Search code examples
javamultithreadingjsoup

Finding links from the website using threads


Im working on program which gets all the links from the webiste and searches for input word. Then enters each of this links and search again and etc. Program does this 3 times (thats why n is 3). Code below does it with recursion method and seems to be working just fine.

However i would like to speed up this process by using threads. How can i implement this? From what i heard I can propably use fork/join for that.

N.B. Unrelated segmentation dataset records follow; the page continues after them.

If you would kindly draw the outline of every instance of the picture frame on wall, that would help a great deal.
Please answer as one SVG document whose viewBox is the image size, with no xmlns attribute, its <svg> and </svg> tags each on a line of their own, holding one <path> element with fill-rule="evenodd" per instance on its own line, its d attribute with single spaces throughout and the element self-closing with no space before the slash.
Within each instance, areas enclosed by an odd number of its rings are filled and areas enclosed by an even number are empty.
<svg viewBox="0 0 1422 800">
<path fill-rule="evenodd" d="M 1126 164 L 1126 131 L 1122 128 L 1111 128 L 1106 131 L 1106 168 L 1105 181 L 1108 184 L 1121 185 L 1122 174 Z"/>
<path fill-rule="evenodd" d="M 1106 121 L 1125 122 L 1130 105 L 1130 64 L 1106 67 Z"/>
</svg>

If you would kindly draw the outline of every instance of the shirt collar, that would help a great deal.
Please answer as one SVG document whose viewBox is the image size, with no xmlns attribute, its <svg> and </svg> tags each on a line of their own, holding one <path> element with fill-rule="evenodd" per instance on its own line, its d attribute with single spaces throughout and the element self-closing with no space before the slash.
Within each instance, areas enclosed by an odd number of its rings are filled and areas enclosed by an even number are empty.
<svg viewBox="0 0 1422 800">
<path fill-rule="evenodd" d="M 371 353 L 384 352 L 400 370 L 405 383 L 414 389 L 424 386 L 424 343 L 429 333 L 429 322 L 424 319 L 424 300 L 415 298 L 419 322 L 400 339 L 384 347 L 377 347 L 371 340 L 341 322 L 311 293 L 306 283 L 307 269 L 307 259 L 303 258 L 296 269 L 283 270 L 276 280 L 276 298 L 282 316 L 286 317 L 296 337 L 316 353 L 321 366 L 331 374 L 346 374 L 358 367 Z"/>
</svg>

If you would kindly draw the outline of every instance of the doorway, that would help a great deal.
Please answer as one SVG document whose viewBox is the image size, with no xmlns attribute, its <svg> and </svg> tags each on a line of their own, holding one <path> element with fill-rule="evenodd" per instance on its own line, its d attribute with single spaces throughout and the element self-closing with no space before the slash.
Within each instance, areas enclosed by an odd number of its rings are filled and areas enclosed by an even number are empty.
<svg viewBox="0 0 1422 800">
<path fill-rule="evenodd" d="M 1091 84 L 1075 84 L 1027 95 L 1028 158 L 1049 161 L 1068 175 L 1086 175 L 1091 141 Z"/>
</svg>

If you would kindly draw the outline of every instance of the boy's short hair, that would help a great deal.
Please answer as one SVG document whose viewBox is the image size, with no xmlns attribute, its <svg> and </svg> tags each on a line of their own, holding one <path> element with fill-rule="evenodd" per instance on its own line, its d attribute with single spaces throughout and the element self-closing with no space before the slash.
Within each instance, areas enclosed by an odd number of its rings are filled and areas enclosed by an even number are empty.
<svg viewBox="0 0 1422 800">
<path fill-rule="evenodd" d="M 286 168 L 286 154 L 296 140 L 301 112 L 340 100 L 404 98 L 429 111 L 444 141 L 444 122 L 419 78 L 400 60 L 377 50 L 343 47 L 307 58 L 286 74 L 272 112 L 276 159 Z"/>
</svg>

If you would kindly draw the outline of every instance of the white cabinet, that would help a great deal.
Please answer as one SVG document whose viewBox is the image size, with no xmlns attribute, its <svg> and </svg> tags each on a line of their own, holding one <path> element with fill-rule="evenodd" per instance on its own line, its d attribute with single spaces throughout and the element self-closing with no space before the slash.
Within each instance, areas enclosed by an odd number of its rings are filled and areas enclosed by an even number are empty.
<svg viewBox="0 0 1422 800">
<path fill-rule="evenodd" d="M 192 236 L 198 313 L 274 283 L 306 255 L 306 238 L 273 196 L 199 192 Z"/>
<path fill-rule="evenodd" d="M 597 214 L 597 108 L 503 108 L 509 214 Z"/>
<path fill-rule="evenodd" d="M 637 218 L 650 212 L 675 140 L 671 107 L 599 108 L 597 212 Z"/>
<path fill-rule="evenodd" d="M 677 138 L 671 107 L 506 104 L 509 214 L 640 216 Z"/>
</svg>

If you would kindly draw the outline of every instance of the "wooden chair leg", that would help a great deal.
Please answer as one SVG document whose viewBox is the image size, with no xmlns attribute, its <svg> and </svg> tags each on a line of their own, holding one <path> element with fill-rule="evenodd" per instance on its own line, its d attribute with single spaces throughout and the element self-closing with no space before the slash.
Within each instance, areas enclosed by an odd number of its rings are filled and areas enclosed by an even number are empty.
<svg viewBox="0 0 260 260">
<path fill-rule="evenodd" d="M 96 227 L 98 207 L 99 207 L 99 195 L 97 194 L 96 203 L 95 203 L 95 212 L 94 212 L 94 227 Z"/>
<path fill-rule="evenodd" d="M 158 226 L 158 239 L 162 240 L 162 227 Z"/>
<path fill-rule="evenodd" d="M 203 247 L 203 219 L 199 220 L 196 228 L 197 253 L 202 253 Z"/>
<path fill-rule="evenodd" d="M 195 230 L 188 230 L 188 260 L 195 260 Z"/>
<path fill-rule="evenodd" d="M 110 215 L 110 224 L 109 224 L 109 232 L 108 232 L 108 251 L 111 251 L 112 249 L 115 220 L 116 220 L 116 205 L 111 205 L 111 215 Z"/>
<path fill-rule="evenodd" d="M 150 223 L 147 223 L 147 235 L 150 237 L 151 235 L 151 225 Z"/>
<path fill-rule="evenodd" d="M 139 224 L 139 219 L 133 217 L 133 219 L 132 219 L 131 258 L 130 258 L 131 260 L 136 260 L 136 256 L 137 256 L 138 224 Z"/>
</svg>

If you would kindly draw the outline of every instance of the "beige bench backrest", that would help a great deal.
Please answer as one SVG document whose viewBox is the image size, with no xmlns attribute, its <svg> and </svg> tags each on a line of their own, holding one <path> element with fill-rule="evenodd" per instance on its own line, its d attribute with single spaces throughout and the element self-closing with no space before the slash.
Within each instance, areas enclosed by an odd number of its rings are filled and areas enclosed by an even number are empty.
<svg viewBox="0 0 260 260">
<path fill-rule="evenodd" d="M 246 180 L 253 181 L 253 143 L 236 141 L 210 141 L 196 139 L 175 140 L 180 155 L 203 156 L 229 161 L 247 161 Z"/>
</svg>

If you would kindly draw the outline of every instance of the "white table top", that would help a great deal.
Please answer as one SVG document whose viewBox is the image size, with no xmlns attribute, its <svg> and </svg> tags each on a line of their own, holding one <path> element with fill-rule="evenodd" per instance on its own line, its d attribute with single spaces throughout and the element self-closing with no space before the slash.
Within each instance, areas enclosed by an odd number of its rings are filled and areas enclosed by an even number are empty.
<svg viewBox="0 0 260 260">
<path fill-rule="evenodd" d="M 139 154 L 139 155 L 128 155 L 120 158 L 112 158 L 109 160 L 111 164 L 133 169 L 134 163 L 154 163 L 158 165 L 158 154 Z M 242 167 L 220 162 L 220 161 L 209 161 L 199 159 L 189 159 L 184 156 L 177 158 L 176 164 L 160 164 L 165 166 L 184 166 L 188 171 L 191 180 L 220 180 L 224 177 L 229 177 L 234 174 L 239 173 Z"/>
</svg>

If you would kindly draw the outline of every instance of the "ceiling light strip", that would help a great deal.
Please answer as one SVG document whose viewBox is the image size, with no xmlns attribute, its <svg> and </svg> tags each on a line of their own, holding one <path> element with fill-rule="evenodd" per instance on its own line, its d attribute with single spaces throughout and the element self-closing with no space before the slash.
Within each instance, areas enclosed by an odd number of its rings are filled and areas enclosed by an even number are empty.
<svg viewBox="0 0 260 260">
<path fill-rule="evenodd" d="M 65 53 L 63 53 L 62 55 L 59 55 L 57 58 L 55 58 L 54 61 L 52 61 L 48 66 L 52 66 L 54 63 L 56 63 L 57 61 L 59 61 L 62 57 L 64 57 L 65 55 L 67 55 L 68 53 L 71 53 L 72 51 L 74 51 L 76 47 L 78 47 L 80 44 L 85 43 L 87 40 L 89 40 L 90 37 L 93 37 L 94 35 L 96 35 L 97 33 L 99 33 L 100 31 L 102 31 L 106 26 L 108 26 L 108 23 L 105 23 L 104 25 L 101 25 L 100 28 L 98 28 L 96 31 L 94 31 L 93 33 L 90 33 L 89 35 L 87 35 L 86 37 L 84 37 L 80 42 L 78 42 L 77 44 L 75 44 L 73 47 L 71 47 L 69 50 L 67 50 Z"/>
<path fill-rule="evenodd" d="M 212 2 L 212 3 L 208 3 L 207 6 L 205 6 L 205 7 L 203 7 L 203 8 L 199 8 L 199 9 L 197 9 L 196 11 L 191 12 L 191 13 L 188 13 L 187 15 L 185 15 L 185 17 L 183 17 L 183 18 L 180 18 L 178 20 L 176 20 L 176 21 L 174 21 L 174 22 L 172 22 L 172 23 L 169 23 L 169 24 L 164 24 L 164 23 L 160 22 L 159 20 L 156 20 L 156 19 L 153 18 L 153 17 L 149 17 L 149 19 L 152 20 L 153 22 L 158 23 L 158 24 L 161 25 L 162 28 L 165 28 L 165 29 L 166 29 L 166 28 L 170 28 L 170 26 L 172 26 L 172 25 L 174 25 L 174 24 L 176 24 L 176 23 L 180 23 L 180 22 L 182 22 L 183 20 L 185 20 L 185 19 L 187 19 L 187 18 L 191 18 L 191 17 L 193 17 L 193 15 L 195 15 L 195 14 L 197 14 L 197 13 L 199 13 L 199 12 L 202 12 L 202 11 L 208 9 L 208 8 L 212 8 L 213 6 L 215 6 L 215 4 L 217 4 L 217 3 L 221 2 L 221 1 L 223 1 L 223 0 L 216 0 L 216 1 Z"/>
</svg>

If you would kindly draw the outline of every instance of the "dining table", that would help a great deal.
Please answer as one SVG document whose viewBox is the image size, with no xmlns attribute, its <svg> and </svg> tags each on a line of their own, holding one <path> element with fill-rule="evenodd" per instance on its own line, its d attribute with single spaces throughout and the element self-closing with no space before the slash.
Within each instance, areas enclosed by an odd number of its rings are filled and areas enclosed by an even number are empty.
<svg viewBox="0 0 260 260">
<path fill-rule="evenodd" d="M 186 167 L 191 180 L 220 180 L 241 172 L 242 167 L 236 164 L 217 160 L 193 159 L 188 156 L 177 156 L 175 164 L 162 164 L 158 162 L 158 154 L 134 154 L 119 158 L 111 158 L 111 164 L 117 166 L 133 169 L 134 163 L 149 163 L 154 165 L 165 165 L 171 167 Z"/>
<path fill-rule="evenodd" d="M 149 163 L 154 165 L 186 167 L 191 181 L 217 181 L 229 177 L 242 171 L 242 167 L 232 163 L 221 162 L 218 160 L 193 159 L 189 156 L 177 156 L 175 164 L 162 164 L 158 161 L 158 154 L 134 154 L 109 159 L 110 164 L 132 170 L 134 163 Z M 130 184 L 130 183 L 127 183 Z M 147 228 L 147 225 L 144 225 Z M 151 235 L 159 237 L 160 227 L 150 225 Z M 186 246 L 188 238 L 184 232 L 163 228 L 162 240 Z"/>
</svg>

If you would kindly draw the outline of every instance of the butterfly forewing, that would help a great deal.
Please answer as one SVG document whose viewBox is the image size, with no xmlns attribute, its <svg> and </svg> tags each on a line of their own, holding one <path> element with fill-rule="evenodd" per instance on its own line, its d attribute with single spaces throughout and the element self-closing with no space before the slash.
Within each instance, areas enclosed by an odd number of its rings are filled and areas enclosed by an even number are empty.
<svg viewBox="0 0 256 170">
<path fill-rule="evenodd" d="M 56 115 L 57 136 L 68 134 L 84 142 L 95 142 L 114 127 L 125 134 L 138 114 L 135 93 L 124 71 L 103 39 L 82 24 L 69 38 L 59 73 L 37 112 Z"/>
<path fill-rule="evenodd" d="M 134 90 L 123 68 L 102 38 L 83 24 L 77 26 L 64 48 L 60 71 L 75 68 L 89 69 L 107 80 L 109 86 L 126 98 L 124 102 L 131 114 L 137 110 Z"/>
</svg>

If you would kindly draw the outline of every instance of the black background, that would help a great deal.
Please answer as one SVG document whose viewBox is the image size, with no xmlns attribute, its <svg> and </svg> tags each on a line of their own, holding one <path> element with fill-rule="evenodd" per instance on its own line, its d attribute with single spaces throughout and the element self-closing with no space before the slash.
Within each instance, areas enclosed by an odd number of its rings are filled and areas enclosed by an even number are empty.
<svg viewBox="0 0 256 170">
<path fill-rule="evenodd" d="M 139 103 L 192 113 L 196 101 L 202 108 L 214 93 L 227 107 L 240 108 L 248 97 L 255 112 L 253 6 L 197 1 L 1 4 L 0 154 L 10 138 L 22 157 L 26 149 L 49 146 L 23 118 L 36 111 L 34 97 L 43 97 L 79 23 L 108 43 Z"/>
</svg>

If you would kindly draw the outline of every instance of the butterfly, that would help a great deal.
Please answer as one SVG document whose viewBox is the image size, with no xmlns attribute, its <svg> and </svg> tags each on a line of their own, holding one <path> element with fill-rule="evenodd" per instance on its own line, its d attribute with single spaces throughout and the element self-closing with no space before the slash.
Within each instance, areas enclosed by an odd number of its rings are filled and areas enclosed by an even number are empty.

 public static void getLinks(String url, Set<String> urls, String word, int n) {
    if(url.contains(word)) {
        System.out.println("Found: " + url);
    }

    if (urls.contains(url)) {
        return;
    }
    urls.add(url);

    if(n<3) {
        try {
            Document doc = Jsoup.connect(url).get();
            Elements elements = doc.select("a[href]");
            for (Element element : elements) {
                System.out.println(element.absUrl("href"));
                getLinks(element.absUrl("href"), urls, word, n + 1);
            }
        } catch (IOException e) {
            e.printStackTrace();
        }
    } else return;
}

public static void main(String[] args) {
    Set<String> links = new HashSet<>();
    String word = "root";
    getLinks("https://example.com", links, word, 0);
}

PS in the final version of the program links thats matching with input word will be printed in GUI.


Solution

  • The simple way is to submit getLinks to a thread pool while iterating through Elements:

        static ExecutorService executorService = Executors.newCachedThreadPool();
        static List<Callable<Object>> todo = new ArrayList<>();
        public static void main(String[] args) throws ExecutionException, InterruptedException {
            getLinks();
            // Wait until all tasks are complete
            // Or use invokeAll(collection, timeout) if you want to have a maximum wait time
            executorService.invokeAll(todo);
            executorService.shutdown();
        }
    
        public static void getLinks(String url, Set<String> urls, String word, int n) {
            if(n<3) {
                try {
                    for (Element element : new ArrayList<Element>()) {
                        todo.add(Executors.callable(() -> getLinks()));
                    }
                } catch (Exception e) {
                    e.printStackTrace();
                }
            } else {
                return;
            }
        }